Thursday, August 29, 2013

Move Over, Cronuts- It's Time For Something Leaner....Monuts

Those who know me well would probably agree that "Mona" and "donut" and are not exactly words that go together. But believe it or not, I've been on a major donut kick this summer! No, my brain hasn't been taken over by aliens (unless you count my children) But I have discovered, thanks to a $2 garage sale find, that I can make my own, healthy, baked donuts for special treats. We've made chocolate, blueberry, cranberry, strawberry, and you-name-it-berry donuts, but so far the reigning favorite (as declared by my trusted band of taste testers) is this whole wheat baked cinnamon version. It's not the kind of thing we eat every day, but for a treat- absolutely.

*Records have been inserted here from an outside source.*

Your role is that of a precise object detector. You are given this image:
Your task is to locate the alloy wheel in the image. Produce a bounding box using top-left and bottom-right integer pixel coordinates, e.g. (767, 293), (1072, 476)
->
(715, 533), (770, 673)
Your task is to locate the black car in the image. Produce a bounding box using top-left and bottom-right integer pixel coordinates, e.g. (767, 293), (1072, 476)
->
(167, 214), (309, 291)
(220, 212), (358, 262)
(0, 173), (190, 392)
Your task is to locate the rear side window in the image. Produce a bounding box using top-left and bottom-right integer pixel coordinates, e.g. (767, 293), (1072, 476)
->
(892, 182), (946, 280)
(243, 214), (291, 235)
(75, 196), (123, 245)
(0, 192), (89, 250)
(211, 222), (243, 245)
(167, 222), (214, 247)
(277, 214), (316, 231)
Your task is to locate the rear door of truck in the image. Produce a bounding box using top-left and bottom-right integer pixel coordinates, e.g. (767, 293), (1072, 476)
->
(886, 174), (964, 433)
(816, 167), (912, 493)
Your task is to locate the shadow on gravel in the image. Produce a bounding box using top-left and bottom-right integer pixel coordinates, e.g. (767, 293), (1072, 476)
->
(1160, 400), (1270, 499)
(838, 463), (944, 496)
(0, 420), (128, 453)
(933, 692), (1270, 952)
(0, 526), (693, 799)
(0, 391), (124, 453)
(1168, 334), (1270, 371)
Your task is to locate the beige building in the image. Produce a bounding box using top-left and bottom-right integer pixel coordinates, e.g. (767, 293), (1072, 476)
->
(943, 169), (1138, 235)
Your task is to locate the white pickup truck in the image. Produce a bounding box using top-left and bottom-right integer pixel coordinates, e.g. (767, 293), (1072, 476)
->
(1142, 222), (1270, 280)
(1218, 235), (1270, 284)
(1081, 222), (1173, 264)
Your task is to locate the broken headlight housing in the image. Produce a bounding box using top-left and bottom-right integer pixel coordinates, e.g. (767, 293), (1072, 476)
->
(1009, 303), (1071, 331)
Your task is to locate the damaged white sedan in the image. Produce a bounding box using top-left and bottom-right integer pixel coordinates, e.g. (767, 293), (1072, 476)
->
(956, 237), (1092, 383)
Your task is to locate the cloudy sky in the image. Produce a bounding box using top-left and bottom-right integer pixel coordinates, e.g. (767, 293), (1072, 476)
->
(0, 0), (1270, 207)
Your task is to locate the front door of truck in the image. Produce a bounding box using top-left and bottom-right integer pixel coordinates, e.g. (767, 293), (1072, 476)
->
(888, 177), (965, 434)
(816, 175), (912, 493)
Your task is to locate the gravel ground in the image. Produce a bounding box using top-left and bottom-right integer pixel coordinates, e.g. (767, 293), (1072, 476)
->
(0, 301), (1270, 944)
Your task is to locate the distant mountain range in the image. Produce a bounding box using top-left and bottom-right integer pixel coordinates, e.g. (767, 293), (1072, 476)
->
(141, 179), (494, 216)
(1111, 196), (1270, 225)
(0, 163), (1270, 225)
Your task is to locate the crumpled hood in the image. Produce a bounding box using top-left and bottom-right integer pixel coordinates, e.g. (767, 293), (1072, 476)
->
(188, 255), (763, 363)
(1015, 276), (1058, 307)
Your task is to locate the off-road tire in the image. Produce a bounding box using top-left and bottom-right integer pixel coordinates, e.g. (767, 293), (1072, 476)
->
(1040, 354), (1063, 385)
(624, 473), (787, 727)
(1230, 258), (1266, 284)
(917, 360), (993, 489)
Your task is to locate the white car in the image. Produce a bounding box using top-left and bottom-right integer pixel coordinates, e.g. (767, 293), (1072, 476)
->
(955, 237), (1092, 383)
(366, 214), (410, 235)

So yes, you CAN put Mona and donut together without compromising your health goals and ideals. Behold, the Monut.


Ingredients:
2 cups whole wheat flour
3/4 cup sugar
2 teaspoons baking powder
1 teaspoon ground cinnamon
1/2 teaspoon ground nutmeg
1/2 teaspoon kosher salt
1 large egg, lightly beaten
1 1/4 cups almond or soy milk
2 tablespoons unsalted butter, melted
2 teaspoons pure vanilla extract

For the topping:
1/4 cup sugar
1/4 teaspoon ground cinnamon

Directions

Preheat the oven to 350 degrees. Coat donut pan with baking spray.

Into a large bowl, sift together the flour, sugar, baking powder, cinnamon, nutmeg, and salt. In a small bowl, whisk together the egg, milk, melted butter, and vanilla. Stir the wet mixture into the dry ingredients until just combined.
 
Spoon the batter into the baking pans, filling each one a little more than three-quarters full. Bake for 17 minutes, until a toothpick comes out clean.

For the topping, combine the sugar and cinnamon in a small bowl. Dip each donut in the cinnamon sugar, either on one side or both sides.